Nei primi giorni di permanenza a New York ho fatto il turista. Non mi sono precipitato al Museo di storia naturale. Doveva essere un momento topico del mio viaggio, e non ho voluto "bruciarlo". Mi sono visitato dunque tutto ciò che di visitabile può offrire Manhattan, e non esagero: non ho mai sofferto la stanchezza del turista frettoloso. Dopo diversi giorni di pellegrinaggi su e giù per Manhattan, le strade e i palazzi di Midtown mi erano divenuti familiari, e cominciavo ad associare un carattere alle numerazioni dell'anonima toponomastica della metropoli.

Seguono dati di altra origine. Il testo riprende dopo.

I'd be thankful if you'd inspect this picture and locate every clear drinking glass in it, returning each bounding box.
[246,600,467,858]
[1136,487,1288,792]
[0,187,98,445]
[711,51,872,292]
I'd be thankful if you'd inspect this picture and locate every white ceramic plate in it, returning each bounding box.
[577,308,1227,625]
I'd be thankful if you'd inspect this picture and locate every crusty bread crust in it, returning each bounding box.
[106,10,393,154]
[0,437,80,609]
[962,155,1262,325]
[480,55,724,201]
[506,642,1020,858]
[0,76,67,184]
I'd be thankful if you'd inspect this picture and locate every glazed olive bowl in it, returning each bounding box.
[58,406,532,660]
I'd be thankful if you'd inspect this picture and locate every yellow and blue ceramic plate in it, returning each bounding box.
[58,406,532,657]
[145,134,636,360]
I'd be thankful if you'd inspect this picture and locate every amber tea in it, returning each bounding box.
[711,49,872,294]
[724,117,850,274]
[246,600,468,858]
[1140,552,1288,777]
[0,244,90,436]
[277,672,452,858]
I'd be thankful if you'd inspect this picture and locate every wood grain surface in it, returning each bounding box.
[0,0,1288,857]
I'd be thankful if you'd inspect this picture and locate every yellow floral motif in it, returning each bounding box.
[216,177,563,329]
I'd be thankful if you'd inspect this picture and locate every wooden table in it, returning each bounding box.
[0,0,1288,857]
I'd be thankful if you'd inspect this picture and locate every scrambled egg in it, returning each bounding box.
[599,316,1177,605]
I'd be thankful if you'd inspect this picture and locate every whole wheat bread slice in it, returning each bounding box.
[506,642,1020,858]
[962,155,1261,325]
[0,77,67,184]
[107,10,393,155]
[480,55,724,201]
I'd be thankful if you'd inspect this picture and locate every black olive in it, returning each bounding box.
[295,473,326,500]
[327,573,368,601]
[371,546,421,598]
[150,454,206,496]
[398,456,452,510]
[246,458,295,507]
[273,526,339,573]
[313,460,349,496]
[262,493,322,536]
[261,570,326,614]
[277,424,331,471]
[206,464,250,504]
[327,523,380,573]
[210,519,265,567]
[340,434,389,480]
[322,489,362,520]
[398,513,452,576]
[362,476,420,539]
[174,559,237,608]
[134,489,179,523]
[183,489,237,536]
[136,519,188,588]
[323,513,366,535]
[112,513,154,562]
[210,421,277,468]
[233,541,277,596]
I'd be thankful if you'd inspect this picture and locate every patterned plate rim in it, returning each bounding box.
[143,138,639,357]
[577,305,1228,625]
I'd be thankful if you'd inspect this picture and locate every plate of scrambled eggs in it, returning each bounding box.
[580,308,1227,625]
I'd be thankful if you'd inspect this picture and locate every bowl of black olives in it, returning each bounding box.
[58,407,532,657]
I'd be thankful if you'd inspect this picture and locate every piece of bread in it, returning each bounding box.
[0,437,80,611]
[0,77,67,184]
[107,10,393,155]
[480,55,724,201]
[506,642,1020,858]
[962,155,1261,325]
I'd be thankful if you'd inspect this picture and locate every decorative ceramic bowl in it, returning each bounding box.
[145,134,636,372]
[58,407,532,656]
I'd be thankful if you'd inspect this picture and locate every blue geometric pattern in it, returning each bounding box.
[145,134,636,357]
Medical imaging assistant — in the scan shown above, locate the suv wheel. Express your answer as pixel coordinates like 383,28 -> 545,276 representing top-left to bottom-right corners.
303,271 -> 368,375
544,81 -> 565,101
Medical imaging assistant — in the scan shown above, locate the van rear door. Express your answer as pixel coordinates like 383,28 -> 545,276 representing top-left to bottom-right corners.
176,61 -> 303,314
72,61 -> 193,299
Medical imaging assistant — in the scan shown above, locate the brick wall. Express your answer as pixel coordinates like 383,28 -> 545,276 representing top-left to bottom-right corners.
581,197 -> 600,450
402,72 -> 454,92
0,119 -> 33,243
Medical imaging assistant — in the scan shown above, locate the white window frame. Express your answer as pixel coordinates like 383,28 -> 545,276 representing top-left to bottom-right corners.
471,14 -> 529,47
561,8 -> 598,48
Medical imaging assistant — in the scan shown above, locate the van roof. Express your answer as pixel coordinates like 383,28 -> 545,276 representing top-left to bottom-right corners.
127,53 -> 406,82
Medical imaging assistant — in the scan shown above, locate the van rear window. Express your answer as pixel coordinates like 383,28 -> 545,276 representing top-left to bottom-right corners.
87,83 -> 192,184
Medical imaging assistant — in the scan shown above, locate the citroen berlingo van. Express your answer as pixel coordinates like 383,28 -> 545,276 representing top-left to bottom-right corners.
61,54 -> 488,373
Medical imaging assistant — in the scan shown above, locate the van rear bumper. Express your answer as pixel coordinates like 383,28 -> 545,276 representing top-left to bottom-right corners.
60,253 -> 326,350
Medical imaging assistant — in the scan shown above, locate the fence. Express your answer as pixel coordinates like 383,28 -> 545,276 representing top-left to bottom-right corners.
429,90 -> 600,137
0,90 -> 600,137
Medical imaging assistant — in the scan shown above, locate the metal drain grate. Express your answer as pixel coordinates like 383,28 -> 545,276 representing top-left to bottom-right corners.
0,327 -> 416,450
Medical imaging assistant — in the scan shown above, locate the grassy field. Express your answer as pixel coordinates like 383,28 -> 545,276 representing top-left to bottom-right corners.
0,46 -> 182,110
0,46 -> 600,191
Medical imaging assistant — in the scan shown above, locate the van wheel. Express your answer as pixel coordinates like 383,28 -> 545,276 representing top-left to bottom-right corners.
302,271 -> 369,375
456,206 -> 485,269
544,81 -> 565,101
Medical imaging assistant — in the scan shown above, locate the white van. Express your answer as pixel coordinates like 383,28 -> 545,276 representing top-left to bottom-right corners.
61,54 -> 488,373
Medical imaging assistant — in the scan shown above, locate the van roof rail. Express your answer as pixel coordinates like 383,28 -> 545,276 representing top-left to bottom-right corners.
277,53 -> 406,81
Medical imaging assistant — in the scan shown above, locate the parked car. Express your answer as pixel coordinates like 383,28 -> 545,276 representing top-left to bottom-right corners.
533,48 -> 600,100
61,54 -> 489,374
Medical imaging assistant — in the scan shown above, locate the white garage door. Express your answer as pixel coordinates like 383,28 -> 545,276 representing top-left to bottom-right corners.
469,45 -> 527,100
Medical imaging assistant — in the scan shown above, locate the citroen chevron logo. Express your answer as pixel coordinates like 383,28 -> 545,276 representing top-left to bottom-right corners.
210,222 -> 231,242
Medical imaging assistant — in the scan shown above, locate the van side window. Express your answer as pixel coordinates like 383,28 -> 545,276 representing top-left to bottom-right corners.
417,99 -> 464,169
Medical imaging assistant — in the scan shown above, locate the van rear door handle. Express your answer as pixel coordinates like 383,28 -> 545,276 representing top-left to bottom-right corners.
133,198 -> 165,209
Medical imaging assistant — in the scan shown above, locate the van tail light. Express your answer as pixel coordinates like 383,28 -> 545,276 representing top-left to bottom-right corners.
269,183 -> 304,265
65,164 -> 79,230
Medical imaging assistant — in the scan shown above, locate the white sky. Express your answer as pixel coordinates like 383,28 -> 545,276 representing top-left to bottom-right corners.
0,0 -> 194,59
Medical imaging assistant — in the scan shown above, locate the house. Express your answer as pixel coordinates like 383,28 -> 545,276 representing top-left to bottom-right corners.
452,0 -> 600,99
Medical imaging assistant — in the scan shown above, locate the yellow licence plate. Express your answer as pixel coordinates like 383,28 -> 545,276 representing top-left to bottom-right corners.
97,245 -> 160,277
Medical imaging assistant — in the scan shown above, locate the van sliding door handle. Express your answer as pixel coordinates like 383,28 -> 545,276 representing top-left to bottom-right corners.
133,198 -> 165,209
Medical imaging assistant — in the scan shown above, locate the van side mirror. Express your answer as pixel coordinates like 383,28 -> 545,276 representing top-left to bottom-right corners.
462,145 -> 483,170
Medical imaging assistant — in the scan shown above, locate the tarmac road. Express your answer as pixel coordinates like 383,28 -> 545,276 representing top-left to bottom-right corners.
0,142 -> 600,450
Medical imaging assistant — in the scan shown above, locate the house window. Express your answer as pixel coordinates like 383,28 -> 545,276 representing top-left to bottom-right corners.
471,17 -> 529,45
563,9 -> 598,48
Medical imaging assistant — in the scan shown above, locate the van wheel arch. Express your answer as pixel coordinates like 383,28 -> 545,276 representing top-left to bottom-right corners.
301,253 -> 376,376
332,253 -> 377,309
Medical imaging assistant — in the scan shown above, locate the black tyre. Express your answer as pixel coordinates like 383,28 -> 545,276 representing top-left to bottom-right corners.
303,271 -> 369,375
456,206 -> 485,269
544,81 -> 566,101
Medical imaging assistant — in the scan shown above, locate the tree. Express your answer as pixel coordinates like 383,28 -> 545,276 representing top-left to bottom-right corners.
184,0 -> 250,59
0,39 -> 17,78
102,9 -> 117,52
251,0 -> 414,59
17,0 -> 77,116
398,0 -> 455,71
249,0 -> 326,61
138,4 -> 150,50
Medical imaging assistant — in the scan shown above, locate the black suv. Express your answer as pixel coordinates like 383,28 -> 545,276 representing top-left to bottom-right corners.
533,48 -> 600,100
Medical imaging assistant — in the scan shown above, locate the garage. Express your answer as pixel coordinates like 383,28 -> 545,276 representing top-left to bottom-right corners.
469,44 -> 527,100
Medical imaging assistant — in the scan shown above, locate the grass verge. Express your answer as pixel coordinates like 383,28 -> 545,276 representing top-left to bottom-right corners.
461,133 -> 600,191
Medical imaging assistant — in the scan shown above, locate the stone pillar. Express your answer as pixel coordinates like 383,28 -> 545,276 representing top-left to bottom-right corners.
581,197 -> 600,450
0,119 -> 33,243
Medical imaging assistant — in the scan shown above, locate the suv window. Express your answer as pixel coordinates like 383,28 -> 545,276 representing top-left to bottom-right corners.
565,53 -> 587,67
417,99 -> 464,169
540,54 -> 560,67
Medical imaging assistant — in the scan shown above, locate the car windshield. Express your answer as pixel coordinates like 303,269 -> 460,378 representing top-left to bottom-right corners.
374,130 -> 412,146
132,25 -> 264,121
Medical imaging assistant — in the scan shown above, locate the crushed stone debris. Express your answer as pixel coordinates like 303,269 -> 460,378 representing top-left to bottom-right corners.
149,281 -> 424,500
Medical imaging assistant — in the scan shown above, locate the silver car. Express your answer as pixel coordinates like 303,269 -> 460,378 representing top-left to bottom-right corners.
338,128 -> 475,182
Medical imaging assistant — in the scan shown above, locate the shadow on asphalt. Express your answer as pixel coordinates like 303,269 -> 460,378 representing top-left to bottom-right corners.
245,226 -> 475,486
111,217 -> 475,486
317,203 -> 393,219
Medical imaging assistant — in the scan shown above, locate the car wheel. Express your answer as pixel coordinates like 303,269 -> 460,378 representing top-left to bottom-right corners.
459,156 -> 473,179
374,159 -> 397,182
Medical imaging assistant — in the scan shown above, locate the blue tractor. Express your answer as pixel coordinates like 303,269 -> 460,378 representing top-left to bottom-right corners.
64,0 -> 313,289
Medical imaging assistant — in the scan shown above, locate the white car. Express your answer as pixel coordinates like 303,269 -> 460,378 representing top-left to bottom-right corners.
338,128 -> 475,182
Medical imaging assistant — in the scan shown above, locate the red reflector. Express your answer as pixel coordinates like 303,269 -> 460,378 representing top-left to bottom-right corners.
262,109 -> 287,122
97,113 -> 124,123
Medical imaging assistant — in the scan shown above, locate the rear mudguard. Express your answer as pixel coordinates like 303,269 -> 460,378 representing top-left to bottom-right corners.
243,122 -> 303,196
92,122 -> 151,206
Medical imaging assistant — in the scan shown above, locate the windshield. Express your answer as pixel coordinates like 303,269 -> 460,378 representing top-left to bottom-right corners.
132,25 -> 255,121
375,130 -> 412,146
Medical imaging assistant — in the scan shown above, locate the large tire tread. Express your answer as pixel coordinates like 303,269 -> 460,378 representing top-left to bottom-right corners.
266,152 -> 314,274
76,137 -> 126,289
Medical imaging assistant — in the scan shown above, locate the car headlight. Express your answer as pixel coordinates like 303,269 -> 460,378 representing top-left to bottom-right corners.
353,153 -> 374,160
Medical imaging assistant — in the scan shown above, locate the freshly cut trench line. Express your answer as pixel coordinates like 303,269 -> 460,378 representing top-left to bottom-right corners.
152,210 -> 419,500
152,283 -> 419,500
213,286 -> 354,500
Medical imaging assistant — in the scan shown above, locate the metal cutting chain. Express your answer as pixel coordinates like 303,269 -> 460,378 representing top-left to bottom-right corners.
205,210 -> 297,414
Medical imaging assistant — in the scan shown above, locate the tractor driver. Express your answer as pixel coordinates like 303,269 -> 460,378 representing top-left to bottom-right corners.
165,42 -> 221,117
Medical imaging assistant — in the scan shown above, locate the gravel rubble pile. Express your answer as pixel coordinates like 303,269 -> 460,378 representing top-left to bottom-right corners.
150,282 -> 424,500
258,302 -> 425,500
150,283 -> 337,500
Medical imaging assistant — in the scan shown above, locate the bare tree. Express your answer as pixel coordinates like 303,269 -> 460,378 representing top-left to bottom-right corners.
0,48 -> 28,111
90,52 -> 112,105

Per quanto immensa, New York è una città piacevole da girare a piedi, proprio perché nello spazio di pochi blocks si attraversano paesaggi urbani ed umani estremamente variegati e non è mai monotona (in realtà non bisognerebbe dimenticare che tutto o quasi si concentra a Manhattan, e che quest'ultima è solo una fettina della Grande Mela). Ho quindi cominciato a girarla senza mete precise, curiosando qui e là, senza negarmi qualche concessione ai miti (e ai riti) del turismo di massa, come quello di mettere il naso da Tiffany o di comprarmi un paio di boxer da Sacks, di oziare al tavolino di un caffè del Rockefeller Center (e di scoprire il fascino rétro del vicino Radio City Music Hall), o ancora di salire e scendere sulle scale mobili della Trump Tower, con la sua incredibile stratificazione verticale di negozi e boutiques e, la sera, immergermi nella fantasmagoria di luci di Times Square. Stavo prendendo (e perdendo) tempo. Era venuto il momento di puntare in direzione dell'Upper West Side e di salire i gradini del Museo di storia naturale.

Nota

(1) E. O. Wilson, Naturalist, Washington D.C., Island Press, 1994 (il brano citato è tradotto dall'autore dell'articolo).